Skip to main content

Introduction

partitions.create groups a document into repeated chunks using a key such as invoice_number, policy_id, or claim_number. This is a separate primitive from split.
  • split answers: “What subdocument type is on these pages?”
  • partition answers: “Which pages belong to each key value?”
Use partition when one document contains many records of the same conceptual type and you want one result per detected key. Common use cases include:
  1. Invoice batches: Group one PDF into one chunk per invoice number.
  2. Claim packets: Group pages by claim ID inside a large insurance packet.
  3. Policy exports: Break a carrier export into one chunk per policy number.
  4. Repeated forms: Segment a homogeneous packet into one chunk per repeated identifier.
Key features of the Partition API:
  • Key-based grouping: Separate repeated records by business identifier.
  • Canonical resource: Returns a stored Partition with id, file, model, output, consensus, and usage.
  • Page-level mapping: Each chunk includes the 1-indexed pages assigned to it.
  • Consensus support: Increase n_consensus to inspect consensus.likelihoods and consensus.choices.

Partition API

PartitionRequest
PartitionRequest
Returns
Partition
The stored partition record with its grouped chunks and metadata.

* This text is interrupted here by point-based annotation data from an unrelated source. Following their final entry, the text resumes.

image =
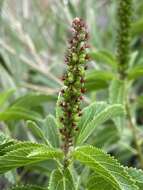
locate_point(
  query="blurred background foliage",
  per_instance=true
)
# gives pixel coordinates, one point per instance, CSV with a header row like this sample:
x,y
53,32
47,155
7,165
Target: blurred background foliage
x,y
33,40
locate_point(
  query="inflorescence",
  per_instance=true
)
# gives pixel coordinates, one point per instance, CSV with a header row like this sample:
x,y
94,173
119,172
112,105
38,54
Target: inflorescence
x,y
74,79
124,33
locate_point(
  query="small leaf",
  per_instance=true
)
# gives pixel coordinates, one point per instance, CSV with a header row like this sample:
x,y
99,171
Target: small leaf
x,y
105,166
95,115
61,180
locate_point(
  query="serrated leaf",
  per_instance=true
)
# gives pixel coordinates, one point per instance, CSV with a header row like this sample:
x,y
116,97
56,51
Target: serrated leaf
x,y
25,153
61,180
95,115
105,166
5,95
137,175
97,182
96,79
32,100
135,72
17,113
28,187
105,57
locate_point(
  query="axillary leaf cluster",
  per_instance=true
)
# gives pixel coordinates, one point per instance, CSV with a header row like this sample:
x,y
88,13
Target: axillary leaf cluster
x,y
74,79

Use Case: Partitioning an Invoice Batch

Use partitioning when every record is the same general document type, but each record has its own identifier and should become its own chunk.
from retab import Retab

client = Retab()

response = client.partitions.create(
    document="invoice_batch.pdf",
    key="invoice_number",
    instructions="Return one chunk per invoice number and keep all pages for the same invoice together.",
    model="retab-small",
    n_consensus=3,
)

for chunk in response.output:
    print(chunk.key, chunk.pages)

print(response.consensus.likelihoods)

When to Use Partition vs Split

  • Use partitions.create when every record is conceptually the same kind of document and you want one chunk per repeated key value.
  • Use splits.create when you need to classify a document into different subdocument types such as invoice, receipt, and contract.
  • Use partitions.create after splits.create when you first need to isolate a subdocument type and then group that subset by a key.

Best Practices

  • Make the key semantically precise: invoice_number, claim_id, policy_number.
  • Write instructions as grouping guidance, not as extraction schema guidance.
  • Use partition only when the packet is homogeneous or when you have already isolated the relevant subdocument pages.
  • Raise n_consensus when key assignment quality is important enough to inspect disagreements.

Pricing

Partition is billed at the same rate as split:
credits_per_page = n_consensus × model_multiplier
total_credits    = credits_per_page × page_count
Model multipliers: retab-micro = 0.2, retab-small = 1.0, retab-large = 3.0. Examples (1 page):
Modeln_consensus = 1n_consensus = 3
retab-micro0.20.6
retab-small1.03.0
retab-large3.09.0
No separate preprocessing charge applies to partition operations.